THE CONTENT OF THE GeneFarm DATABASE

The GeneFarm database contains gene entries and family entries. The family entries contain the description of the families including common features shared by all of the homologous genes (signature, biochemical function, keywords, paper review, etc.). The gene entries contain the complete annotation of the genes including data specific to each gene. This information is organized into different sections: target plant and genomic sequence, gene name and synonym(s), references to all cognate transcripts, intron–exon structure(s), deduced protein(s), regulatory motifs in promoters, biochemical function, protein localization, motifs and domains, secondary structure, post-translational maturation sites, biological function(s), mutant phenotype(s), expression condition(s), cross-references with other databases and bibliographic references. Each gene entry is linked to its corresponding family entry. Currently, the GeneFarm database contains more than 3000 gene entries distributed among 300 gene families (Figure 1). The sizes of the families range from 2 paralogous genes (40% of cases, a consequence of the ancient duplication which affected almost the entire Arabidopsis genome) to 270 members (the cytochrome P450 family). An overview of the GeneFarm database shows that the annotation of the gene entries includes more than 35 000 cross-references with GeneBank/EMBL/DDBJ, 750 with Swiss-Prot, 6000 with motif databases, 2700 literature references, 3500 transcription proofs and detailed descriptions of more than 1700 expression conditions. The GeneFarm website contains a list of the annotator partners and their assigned families, lists of annotated gene and gene family entries and an interface to query the database. This interface allows access to genes and gene families using their names, their AGI or GeneFarm accession number (GF AC), keywords, expression conditions or sequence comparisons (with BLAST). The page results display the annotations with dynamic web links to the referenced databases. There are links between the genes and their corresponding family. In order to help the users to quickly have a general idea of the extent of the annotation, in term of details and experimental support, two scores (from 1 to 5) have been defined for structural and functional annotations. Figure 2 shows the distribution of the annotated genes as a function of these two scores and describes the scoring system in more detail.

Figure 1

Distribution of the gene families in the GeneFarm database according to the number of annotated paralogs in the Arabidopsis thaliana genome.

Figure 2

Distribution of the genes annotated in the GeneFarm database according to their scores at the structural and functional levels.
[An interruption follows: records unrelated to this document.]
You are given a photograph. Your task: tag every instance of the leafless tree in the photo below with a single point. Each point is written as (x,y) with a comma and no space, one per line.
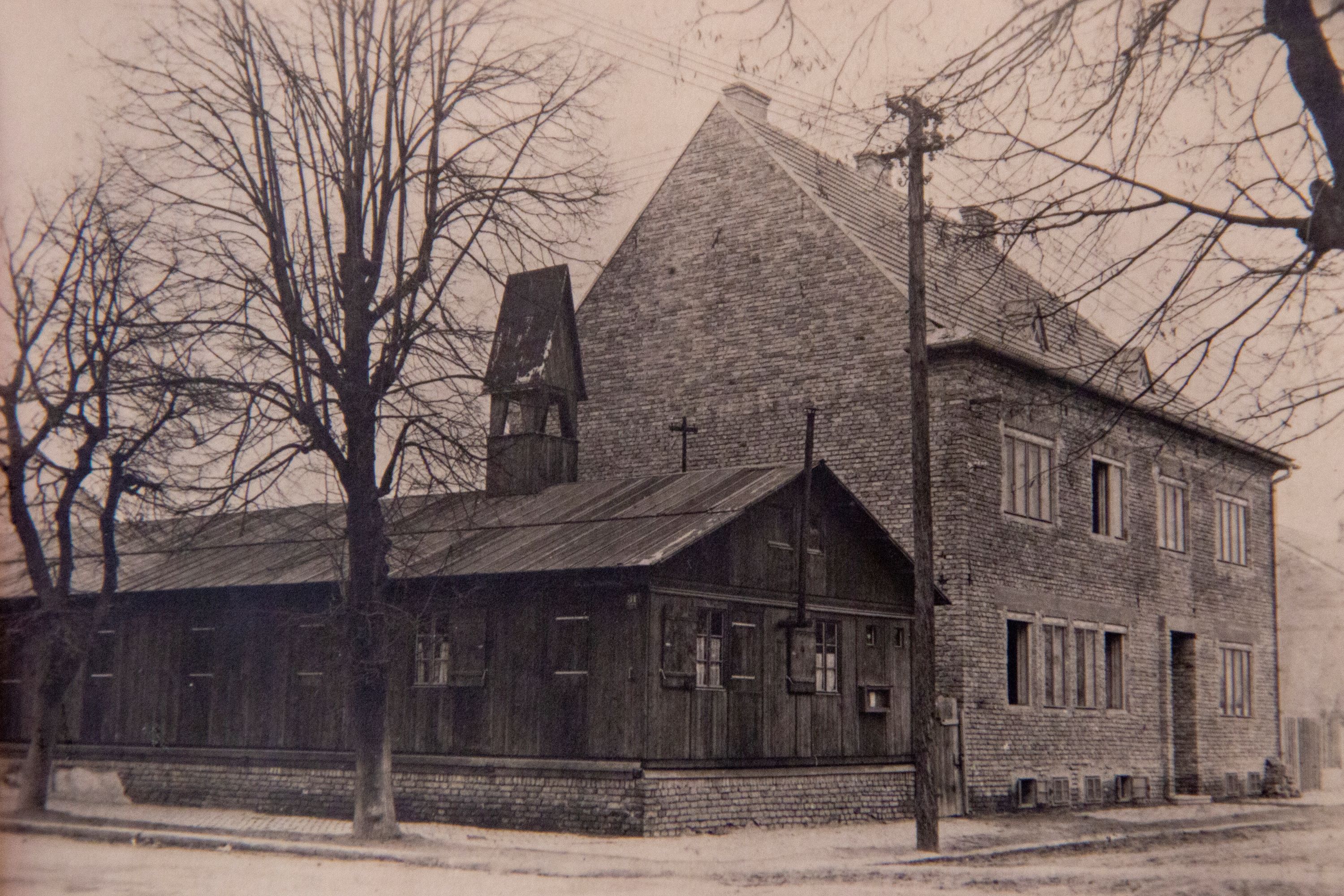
(1179,156)
(347,181)
(93,408)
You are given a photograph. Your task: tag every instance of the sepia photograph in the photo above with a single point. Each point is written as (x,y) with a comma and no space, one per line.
(672,448)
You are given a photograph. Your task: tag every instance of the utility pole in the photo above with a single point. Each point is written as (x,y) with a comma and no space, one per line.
(921,139)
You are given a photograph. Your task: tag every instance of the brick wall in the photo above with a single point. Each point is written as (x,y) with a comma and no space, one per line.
(737,303)
(597,798)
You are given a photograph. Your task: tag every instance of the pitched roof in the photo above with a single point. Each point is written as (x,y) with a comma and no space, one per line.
(976,295)
(537,319)
(582,526)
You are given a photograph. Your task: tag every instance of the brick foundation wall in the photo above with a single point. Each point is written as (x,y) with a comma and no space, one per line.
(616,798)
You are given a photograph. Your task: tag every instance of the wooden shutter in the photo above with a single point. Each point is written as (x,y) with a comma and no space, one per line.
(467,646)
(678,646)
(803,660)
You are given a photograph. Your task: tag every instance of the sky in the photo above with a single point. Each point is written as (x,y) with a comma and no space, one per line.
(54,93)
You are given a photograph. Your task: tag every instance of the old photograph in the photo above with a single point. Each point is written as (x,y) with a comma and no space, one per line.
(683,447)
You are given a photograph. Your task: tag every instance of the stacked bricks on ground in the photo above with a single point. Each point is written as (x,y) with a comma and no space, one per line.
(737,300)
(596,798)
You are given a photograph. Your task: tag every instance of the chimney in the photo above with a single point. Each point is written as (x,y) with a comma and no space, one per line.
(535,382)
(873,167)
(748,101)
(979,225)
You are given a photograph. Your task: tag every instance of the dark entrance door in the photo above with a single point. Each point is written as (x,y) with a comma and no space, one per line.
(1185,726)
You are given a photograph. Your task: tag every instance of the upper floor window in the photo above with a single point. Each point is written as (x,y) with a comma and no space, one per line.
(1232,528)
(1237,683)
(1108,499)
(1171,513)
(1029,476)
(828,659)
(709,648)
(1053,637)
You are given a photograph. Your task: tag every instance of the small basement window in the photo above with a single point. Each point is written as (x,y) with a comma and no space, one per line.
(1026,793)
(1019,663)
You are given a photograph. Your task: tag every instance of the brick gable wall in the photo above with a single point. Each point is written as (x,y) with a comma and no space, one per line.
(737,302)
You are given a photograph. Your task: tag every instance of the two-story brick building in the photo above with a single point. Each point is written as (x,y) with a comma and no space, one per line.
(1108,552)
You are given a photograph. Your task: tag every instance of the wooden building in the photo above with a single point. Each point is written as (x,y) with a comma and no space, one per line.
(613,656)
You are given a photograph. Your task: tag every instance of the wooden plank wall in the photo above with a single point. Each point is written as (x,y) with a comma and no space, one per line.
(233,673)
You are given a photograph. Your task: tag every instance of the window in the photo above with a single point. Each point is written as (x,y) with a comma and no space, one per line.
(1108,499)
(1026,793)
(569,645)
(201,652)
(828,645)
(1232,528)
(1171,513)
(432,653)
(1115,671)
(1085,667)
(1054,664)
(101,653)
(1237,683)
(1029,477)
(709,648)
(1019,663)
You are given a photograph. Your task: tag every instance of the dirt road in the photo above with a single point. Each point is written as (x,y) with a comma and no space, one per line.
(1305,859)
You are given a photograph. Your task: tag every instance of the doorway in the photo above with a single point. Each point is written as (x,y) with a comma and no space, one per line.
(1185,724)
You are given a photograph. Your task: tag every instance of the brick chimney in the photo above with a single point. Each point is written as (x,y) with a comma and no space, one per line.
(748,101)
(873,167)
(979,225)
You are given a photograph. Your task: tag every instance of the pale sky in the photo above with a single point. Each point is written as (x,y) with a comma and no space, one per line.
(54,93)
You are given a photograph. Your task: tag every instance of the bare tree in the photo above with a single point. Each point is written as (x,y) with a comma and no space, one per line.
(92,409)
(1176,158)
(346,179)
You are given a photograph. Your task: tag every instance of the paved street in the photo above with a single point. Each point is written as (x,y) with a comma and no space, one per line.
(1304,855)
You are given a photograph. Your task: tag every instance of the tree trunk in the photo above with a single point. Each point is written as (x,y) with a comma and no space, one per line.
(375,812)
(50,681)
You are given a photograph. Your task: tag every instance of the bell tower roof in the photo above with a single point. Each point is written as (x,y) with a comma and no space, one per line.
(537,339)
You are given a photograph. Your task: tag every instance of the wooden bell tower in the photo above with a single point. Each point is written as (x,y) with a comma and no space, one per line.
(535,382)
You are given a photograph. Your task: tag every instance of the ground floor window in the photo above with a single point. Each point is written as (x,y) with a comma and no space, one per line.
(1237,683)
(1054,664)
(709,648)
(1019,663)
(828,659)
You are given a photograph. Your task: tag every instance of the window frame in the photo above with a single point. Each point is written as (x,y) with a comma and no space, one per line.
(1240,660)
(1054,669)
(1115,513)
(1018,649)
(1222,500)
(1115,685)
(1086,689)
(1180,543)
(1008,481)
(827,648)
(707,645)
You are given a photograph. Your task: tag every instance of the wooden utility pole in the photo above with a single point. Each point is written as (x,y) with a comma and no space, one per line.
(921,140)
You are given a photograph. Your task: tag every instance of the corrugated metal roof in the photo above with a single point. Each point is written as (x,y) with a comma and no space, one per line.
(581,526)
(975,292)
The structural score depends on the origin of the annotated intron–exon structure: s1, prediction software only; s2, prediction software and similarities with homologous genes; s3, the gene structure is partially covered by a transcript (EST, RT–PCR product, etc.); s4, the whole CDS is covered by a transcript; and s5, a cognate full-length cDNA is available (TSS and UTR are known). The functional score: f1, unknown function (no information); f2, some predicted clues (motif, signal, etc.); f3, similarities with a known gene; f4, biochemical function proved; and f5, biological function experimentally shown.

EXAMPLES OF ADDED VALUE

One of the strong points concerning GeneFarm is that annotators are members of a coordinated project with regular work meetings. Therefore, the work is not redundant and is of controlled quality. We have tried to estimate the gain in annotation quality of the expertised annotation compared to the semi-automatic annotation. It is evident that the gain should be higher for the functional annotation as compared to the structural one. Nevertheless, the former cannot be quantified and therefore we only present results of a systematic comparison of the GeneFarm and the TIGR CDS structures. Structural differences have been observed for 751 genes out of the 3501 that have been re-annotated (21%) within the framework of GeneFarm. Differences are more frequently observed for genes that do not have cognate cDNA or EST sequences. Indeed 254 out of 870 (29%) genes without transcript support differ in their CDS structure between the TIGR and GeneFarm resources. A concrete example of the contribution of the GeneFarm effort is the collective ongoing annotation of the PPR family (PentratricoPeptide Repeat proteins). This huge family of 442 proteins is characterized by a complex arrangement of short motifs (28,29) deciphered using two different bioinformatics approaches, the MEME/MAST and the HMMER packages. In the TIGR annotation, most of the PPR genes are tagged by the motif PF01535 from the PFAM database (30). The structural annotation of this family is particularly poorly done by automatic procedures. Even the unique motif PF01535 does not cover all the repeats defined by the GeneFarm experts. Examples of the corrections proposed in GeneFarm for regions containing misleadingly annotated PPR genes are illustrated in Figure 3A and B. GeneFarm contains the complete re-annotation of a subgroup of 89 genes of the PPR family, named PCMP-H, and will soon contain data for the whole PPR family and thus provide a unified annotation reflecting as accurately as possible the complex structural organization of these proteins.

Figure 3

Examples of corrections to TIGR annotations proposed by GeneFarm. (A) Fusion of two PPR genes revealed by a detailed definition of the repeat motifs (4 different matrixes have been defined by GeneFarm annotators to exhaustively tag all the repeat motifs of the PPR family), presence of C-terminal DYW motifs and cognate transcripts. (B) The consequence of this fusion of a PPR gene with a downstream gene is the attribution of a function on the basis of the presence of PFAM motifs PF03765 and PF00650. GeneFarm suggests two genes instead of one based on the presence of a C-terminal DYW motif in the first gene. The second gene has not been re-annotated in the framework of GeneFarm. (C) Gene fusion and erroneous exon boundaries. The GeneFarm corrections are supported by the fact that the gene model is shared by other members of the CYP sub-group, a cognate EST and better scores with the Pfam motif PF00067. Blue arrows and lines: CDS exons and introns, respectively. Brown arrows: PFAM motifs mapped to exons. Pink arrows: transcript sequences. Other arrows: different types of PPR repeats.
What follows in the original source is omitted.